It’s a £3.5m question: “Is a teacake a biscuit or a cake?”
Marks & Spencer has finally resolved its 13-year legal tussle over the tax status of its teacakes, when the House of Lords said HM Revenue & Customs should repay tax claimed from the retailer in full.
In Marks and Spencer v HM Commissioners of Customs and Excise [2009] UKHL 8, the law lords last week reaffirmed an April 2008 ruling by the European Court of Justice that the Revenue should repay the full amount.
The dispute arose over the tax status of teacakes. M&S argued that its chocolate covered teacakes were incorrectly treated by the commissioners as subject to standard-rate VAT as chocolate covered cakes instead of being zero-rated as chocolate-covered biscuits, between 1973 and 1994. As M&S sold a lot of teacakes, the discrepancy accounted for £3.5m in tax that may have been incorrectly paid.
The commissioners then admitted their mistake, but refused to pay the full amount back. Instead, they offered 10%, and resisted the remaining 90% on the basis the burden of the tax had already been passed on by M&S to its customers, therefore were they to hand over the full repayment, M&S would be unjustly enriched.

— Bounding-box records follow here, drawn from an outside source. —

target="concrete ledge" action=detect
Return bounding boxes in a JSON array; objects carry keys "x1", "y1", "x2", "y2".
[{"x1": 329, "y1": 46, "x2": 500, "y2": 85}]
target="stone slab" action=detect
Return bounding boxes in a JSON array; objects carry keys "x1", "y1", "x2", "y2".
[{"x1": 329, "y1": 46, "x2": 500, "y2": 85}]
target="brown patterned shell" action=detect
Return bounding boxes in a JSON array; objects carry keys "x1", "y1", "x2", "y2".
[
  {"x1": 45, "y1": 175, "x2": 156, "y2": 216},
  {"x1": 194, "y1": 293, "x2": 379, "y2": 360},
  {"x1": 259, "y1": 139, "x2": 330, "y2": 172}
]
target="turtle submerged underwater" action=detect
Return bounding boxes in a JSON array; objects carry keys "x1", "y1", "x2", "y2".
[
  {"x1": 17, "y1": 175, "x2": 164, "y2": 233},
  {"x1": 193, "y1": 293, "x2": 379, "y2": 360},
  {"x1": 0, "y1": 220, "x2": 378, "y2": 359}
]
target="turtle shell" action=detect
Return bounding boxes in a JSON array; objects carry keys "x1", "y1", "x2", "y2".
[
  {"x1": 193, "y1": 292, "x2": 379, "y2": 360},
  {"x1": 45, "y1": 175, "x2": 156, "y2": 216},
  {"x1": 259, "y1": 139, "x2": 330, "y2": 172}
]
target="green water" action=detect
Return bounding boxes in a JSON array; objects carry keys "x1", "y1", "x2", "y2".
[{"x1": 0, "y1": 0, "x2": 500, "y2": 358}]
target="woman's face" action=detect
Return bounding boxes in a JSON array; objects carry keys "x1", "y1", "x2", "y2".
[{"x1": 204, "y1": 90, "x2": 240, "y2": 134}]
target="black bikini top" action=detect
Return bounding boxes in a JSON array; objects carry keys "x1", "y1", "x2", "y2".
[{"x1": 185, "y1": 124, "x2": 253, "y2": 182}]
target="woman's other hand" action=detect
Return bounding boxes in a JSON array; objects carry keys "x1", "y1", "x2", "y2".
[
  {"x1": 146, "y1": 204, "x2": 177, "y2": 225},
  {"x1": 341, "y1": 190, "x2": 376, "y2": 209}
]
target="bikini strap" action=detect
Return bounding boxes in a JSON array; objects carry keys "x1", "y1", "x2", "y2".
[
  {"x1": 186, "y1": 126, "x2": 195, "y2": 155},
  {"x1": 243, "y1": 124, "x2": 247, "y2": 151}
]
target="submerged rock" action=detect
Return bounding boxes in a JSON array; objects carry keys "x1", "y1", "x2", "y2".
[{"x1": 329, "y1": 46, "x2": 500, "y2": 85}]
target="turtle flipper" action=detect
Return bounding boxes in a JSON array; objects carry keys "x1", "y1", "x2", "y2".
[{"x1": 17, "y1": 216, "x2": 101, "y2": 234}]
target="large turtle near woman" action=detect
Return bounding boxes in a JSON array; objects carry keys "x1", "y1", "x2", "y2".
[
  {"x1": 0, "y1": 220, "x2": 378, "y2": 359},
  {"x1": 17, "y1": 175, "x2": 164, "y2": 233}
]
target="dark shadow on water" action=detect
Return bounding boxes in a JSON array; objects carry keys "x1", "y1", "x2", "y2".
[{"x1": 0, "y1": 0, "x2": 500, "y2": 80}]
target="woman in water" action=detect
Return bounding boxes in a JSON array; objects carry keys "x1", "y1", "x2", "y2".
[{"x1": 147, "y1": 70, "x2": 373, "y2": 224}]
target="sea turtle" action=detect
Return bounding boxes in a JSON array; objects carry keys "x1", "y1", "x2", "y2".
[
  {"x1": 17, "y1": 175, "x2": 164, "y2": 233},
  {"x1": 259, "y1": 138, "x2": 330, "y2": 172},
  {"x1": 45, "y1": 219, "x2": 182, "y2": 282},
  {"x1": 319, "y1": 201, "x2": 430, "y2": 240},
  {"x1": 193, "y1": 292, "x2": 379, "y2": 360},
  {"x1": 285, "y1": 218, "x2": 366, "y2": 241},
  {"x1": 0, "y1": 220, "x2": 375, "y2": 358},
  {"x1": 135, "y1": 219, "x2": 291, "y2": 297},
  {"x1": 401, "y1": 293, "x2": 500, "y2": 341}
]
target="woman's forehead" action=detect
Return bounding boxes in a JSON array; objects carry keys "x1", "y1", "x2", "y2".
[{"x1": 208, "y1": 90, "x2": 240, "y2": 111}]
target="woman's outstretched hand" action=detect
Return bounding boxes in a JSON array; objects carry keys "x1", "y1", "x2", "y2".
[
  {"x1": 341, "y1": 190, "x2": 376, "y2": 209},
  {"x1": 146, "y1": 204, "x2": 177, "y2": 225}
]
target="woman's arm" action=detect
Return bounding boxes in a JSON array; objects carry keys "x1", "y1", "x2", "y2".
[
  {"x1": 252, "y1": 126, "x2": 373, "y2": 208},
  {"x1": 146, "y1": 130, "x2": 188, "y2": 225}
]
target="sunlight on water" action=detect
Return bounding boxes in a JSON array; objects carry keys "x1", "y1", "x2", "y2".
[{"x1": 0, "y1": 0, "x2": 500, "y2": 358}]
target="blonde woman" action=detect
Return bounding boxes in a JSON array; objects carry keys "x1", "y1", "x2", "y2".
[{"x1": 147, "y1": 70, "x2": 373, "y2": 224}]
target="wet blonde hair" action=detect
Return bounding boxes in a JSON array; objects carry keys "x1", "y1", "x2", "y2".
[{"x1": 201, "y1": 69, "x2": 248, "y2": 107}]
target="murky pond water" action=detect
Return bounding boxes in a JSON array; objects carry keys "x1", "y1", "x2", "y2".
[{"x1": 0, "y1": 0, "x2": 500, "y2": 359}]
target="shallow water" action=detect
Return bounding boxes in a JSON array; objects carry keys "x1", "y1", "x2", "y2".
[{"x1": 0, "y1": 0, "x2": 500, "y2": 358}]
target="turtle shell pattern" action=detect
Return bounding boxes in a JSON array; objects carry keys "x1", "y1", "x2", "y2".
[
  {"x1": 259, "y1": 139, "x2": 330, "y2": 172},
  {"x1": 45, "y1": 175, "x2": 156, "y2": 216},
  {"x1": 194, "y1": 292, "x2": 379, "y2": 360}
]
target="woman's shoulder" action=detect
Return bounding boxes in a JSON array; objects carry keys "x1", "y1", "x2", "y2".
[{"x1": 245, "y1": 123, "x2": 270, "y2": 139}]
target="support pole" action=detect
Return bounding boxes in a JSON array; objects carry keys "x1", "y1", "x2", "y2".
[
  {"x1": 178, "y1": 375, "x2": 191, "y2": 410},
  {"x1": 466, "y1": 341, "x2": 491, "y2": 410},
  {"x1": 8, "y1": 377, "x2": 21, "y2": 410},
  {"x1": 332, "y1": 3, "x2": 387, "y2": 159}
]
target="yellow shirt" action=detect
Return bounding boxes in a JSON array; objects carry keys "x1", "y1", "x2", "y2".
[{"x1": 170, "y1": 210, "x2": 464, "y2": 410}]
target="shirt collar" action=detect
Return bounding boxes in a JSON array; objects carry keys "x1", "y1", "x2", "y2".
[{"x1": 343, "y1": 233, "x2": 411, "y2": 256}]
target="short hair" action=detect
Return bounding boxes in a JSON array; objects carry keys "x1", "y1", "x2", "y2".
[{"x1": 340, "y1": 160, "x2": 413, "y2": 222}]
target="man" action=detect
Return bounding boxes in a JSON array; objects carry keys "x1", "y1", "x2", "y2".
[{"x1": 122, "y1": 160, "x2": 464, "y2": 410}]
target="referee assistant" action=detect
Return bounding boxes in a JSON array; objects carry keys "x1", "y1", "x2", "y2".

Gary Harley, head of indirect tax at KPMG in the UK, said: “This decision was not unexpected in light of the very clear steer given by the ECJ. Although the Revenue could have taken matters further by asking the national court to explore whether there were other ways to remedy the inherent discrimination in our law, apart from repaying claims by payment traders in full, and whether M&S marketed similar goods to the repayment traders who were paid their teacake claims in full, they have taken the very sensible decision to draw a line under this litigation. Accordingly, the House of Lords’ judgment is very short, and ‘to the point’.”